The catalytic, enantioselective, cyclization of phenols with electrophilic sulfenophthalimides onto isolated or conjugated alkenes affords 2,3-disubstituted benzopyrans and benzoxepins. The reaction is catalyzed by a BINAM-based phosphoramide Lewis base catalyst which assists in the highly enantioselective formation of a thiiranium ion intermediate. The influence of nucleophile electron density, alkene substitution pattern, tether length and Lewis base functional groups on the rate, enantio- and site-selectivity for the cyclization is investigated. The reaction is not affected by the presence of substituents on the phenol ring. In contrast, substitutions around the alkene strongly affect the reaction outcome. Sequential lengthening of the tether results in decreased reactivity, which necessitated increased temperatures for reaction to occur. Sterically bulky aryl groups on the sulfenyl moiety prevented erosion of enantiomeric composition at these elevated temperatures. Alcohols and carboxylic acids preferentially captured thiiranium ions in competition with phenolic hydroxyl groups. An improved method for the selective C(2) allylation of phenols is also described.

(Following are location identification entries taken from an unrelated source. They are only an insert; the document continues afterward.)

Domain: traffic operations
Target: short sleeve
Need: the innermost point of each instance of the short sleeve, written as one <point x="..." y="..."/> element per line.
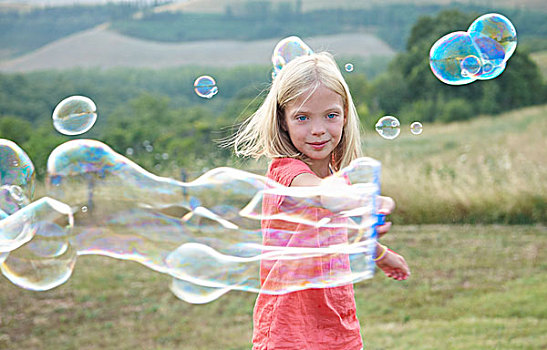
<point x="284" y="170"/>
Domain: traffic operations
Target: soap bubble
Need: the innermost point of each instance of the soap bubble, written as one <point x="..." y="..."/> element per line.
<point x="388" y="127"/>
<point x="16" y="169"/>
<point x="416" y="128"/>
<point x="286" y="50"/>
<point x="497" y="28"/>
<point x="446" y="57"/>
<point x="480" y="53"/>
<point x="205" y="86"/>
<point x="74" y="115"/>
<point x="206" y="234"/>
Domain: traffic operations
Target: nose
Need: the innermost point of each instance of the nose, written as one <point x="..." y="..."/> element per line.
<point x="318" y="128"/>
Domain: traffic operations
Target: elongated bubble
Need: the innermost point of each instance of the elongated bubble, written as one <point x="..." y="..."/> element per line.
<point x="17" y="176"/>
<point x="208" y="234"/>
<point x="74" y="115"/>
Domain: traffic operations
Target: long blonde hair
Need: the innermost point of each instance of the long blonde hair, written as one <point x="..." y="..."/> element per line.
<point x="262" y="133"/>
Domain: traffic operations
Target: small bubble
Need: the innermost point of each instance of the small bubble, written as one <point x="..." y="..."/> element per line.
<point x="74" y="115"/>
<point x="416" y="128"/>
<point x="388" y="127"/>
<point x="205" y="86"/>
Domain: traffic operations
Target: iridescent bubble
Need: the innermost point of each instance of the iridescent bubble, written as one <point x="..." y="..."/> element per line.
<point x="416" y="128"/>
<point x="470" y="65"/>
<point x="388" y="127"/>
<point x="16" y="169"/>
<point x="500" y="31"/>
<point x="286" y="50"/>
<point x="74" y="115"/>
<point x="446" y="57"/>
<point x="480" y="53"/>
<point x="205" y="86"/>
<point x="206" y="234"/>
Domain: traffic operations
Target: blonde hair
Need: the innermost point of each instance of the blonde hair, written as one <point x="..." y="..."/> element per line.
<point x="262" y="133"/>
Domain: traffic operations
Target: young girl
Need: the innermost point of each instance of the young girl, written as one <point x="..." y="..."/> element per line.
<point x="308" y="126"/>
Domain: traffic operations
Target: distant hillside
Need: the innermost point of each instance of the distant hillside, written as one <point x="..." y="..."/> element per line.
<point x="220" y="6"/>
<point x="100" y="47"/>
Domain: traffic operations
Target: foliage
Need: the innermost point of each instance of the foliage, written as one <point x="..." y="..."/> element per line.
<point x="409" y="79"/>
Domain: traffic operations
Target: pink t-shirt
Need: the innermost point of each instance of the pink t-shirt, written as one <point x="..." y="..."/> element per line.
<point x="309" y="319"/>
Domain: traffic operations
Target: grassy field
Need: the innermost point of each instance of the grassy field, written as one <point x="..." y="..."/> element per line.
<point x="472" y="287"/>
<point x="486" y="170"/>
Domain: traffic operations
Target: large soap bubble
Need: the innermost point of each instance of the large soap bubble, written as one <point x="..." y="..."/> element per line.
<point x="205" y="86"/>
<point x="74" y="115"/>
<point x="286" y="50"/>
<point x="479" y="53"/>
<point x="16" y="177"/>
<point x="206" y="234"/>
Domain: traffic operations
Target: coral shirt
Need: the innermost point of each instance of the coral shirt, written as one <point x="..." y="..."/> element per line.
<point x="308" y="319"/>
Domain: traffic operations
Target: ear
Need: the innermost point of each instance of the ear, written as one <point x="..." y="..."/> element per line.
<point x="281" y="120"/>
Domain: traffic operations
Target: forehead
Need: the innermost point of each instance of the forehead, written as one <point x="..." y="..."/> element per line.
<point x="318" y="99"/>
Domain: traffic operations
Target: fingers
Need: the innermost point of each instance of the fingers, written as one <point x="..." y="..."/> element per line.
<point x="382" y="230"/>
<point x="386" y="205"/>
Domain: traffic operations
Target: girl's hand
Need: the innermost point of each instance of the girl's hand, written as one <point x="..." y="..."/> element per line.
<point x="386" y="206"/>
<point x="394" y="266"/>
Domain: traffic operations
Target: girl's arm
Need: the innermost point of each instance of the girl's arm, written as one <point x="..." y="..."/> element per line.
<point x="393" y="264"/>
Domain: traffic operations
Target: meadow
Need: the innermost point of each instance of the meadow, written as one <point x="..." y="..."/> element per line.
<point x="473" y="285"/>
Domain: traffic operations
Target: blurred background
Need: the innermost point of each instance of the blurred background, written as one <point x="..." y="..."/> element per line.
<point x="470" y="190"/>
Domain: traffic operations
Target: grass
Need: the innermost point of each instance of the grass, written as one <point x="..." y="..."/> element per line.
<point x="540" y="58"/>
<point x="486" y="170"/>
<point x="472" y="287"/>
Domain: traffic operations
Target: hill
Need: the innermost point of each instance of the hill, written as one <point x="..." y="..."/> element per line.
<point x="100" y="47"/>
<point x="220" y="6"/>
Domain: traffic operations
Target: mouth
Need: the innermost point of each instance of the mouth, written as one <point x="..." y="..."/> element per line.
<point x="318" y="144"/>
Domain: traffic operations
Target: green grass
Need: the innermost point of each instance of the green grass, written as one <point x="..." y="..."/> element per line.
<point x="486" y="170"/>
<point x="472" y="287"/>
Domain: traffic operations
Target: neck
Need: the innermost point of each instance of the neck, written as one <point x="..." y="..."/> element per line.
<point x="320" y="168"/>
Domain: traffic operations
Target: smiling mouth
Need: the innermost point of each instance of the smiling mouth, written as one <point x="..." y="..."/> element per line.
<point x="318" y="144"/>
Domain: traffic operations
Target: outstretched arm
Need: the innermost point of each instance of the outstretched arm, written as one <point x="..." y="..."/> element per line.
<point x="393" y="264"/>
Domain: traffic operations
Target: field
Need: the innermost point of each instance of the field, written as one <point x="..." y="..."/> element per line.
<point x="100" y="47"/>
<point x="488" y="169"/>
<point x="219" y="6"/>
<point x="473" y="286"/>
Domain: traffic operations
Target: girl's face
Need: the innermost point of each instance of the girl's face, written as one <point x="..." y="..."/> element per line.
<point x="315" y="125"/>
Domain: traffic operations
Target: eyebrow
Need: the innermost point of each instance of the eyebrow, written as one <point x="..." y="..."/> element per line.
<point x="330" y="109"/>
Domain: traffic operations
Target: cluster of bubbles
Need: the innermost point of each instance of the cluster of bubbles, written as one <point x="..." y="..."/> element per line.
<point x="205" y="86"/>
<point x="286" y="50"/>
<point x="479" y="53"/>
<point x="389" y="127"/>
<point x="205" y="234"/>
<point x="74" y="115"/>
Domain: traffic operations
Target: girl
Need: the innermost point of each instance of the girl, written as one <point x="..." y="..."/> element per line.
<point x="308" y="126"/>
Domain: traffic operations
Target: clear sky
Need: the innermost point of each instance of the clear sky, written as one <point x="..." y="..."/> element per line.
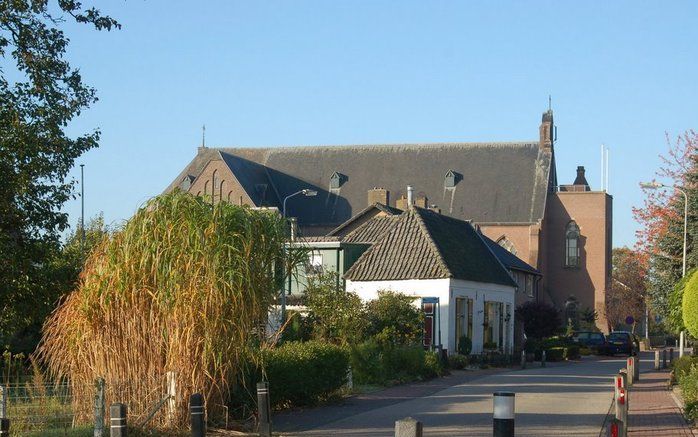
<point x="262" y="73"/>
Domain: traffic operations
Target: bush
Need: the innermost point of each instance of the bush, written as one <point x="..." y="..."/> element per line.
<point x="689" y="391"/>
<point x="465" y="345"/>
<point x="393" y="318"/>
<point x="374" y="363"/>
<point x="457" y="361"/>
<point x="690" y="305"/>
<point x="682" y="366"/>
<point x="539" y="319"/>
<point x="304" y="373"/>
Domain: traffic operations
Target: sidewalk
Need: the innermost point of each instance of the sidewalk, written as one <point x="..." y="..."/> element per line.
<point x="653" y="411"/>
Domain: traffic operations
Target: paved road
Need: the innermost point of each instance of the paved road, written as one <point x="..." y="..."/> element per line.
<point x="568" y="399"/>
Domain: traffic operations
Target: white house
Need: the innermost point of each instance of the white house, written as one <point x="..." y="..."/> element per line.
<point x="464" y="289"/>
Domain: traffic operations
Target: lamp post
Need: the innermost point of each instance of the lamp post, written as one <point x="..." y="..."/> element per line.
<point x="654" y="186"/>
<point x="307" y="192"/>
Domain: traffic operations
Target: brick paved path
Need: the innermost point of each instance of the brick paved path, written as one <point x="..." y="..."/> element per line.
<point x="653" y="411"/>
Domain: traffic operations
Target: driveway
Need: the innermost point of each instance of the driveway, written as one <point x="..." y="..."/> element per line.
<point x="568" y="399"/>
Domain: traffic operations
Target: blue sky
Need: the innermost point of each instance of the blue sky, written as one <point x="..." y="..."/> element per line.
<point x="262" y="73"/>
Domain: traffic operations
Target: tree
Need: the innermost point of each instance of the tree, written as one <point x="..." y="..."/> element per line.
<point x="690" y="305"/>
<point x="40" y="93"/>
<point x="539" y="319"/>
<point x="660" y="238"/>
<point x="393" y="318"/>
<point x="628" y="291"/>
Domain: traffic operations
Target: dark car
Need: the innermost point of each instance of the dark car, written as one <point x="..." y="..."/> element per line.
<point x="622" y="342"/>
<point x="589" y="339"/>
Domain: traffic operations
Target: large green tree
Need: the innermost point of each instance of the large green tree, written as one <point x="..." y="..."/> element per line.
<point x="40" y="93"/>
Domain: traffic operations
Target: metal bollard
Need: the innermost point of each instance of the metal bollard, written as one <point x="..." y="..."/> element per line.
<point x="630" y="371"/>
<point x="663" y="358"/>
<point x="615" y="428"/>
<point x="503" y="416"/>
<point x="264" y="408"/>
<point x="197" y="412"/>
<point x="408" y="427"/>
<point x="117" y="420"/>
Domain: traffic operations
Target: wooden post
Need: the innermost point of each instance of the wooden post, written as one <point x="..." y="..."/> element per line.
<point x="99" y="408"/>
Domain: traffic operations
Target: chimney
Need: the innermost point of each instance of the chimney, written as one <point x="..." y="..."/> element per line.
<point x="293" y="221"/>
<point x="378" y="195"/>
<point x="546" y="130"/>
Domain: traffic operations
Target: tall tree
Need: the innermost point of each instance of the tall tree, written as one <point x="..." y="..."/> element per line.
<point x="662" y="222"/>
<point x="40" y="93"/>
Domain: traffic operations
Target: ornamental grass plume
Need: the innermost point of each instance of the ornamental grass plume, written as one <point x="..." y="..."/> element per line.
<point x="184" y="287"/>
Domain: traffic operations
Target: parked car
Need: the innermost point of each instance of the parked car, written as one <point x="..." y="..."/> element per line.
<point x="622" y="342"/>
<point x="589" y="339"/>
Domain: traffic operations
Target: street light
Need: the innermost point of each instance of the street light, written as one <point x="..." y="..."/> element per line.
<point x="654" y="185"/>
<point x="306" y="192"/>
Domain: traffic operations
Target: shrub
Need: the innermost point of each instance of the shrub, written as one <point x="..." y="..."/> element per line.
<point x="304" y="373"/>
<point x="682" y="366"/>
<point x="374" y="363"/>
<point x="465" y="345"/>
<point x="336" y="315"/>
<point x="393" y="318"/>
<point x="539" y="319"/>
<point x="457" y="361"/>
<point x="689" y="391"/>
<point x="690" y="305"/>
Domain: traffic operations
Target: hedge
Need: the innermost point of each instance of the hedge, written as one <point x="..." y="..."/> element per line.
<point x="304" y="373"/>
<point x="690" y="305"/>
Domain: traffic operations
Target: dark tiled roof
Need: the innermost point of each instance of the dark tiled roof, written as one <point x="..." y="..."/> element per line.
<point x="507" y="258"/>
<point x="499" y="182"/>
<point x="423" y="244"/>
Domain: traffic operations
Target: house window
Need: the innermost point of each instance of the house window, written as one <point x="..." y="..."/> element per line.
<point x="508" y="245"/>
<point x="314" y="265"/>
<point x="572" y="245"/>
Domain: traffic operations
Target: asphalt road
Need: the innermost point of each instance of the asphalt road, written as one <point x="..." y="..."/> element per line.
<point x="559" y="400"/>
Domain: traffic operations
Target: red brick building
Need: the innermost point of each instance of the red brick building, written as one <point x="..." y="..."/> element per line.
<point x="510" y="190"/>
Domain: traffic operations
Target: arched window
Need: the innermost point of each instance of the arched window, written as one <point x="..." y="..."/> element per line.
<point x="572" y="245"/>
<point x="508" y="245"/>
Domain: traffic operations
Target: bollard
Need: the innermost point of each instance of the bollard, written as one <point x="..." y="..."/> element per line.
<point x="503" y="416"/>
<point x="408" y="427"/>
<point x="197" y="412"/>
<point x="630" y="372"/>
<point x="264" y="408"/>
<point x="663" y="358"/>
<point x="117" y="420"/>
<point x="99" y="408"/>
<point x="615" y="428"/>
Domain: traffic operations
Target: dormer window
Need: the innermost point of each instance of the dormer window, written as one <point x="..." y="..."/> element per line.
<point x="337" y="179"/>
<point x="451" y="179"/>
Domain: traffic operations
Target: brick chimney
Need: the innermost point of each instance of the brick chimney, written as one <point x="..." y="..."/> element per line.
<point x="546" y="130"/>
<point x="378" y="195"/>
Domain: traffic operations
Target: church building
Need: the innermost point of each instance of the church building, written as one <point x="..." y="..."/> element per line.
<point x="508" y="190"/>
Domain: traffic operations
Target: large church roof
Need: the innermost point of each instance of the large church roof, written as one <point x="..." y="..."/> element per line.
<point x="486" y="183"/>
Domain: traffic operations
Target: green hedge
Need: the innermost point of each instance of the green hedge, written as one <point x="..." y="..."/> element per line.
<point x="304" y="373"/>
<point x="374" y="363"/>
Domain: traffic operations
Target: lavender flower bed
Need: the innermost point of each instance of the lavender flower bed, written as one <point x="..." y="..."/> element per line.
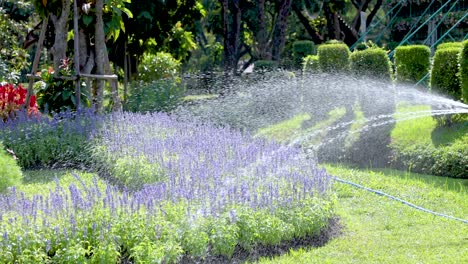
<point x="185" y="189"/>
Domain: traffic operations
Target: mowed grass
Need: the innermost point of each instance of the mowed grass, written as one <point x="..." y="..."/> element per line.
<point x="424" y="130"/>
<point x="377" y="229"/>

Lewis Acid and (Hypo)iodite Relay Catalysis Allows a Strategy for the Synthesis of Polysubstituted Azetidines and Tetrahydroquinolines

A catalytic [3 + 1]-annulation reaction between cyclopropane 1,1-diester and aromatic amine is developed based on the relay catalysis strategy. Lewis acid-catalyzed nucleophilic ring opening of cyclopropane 1,1-diester with aromatic amine and (hypo)iodite-catalyzed C-N bond formation are combined successfully in one reaction. Using this reaction, biologically important azetidines and tetrahydroquinolines can be prepared directly.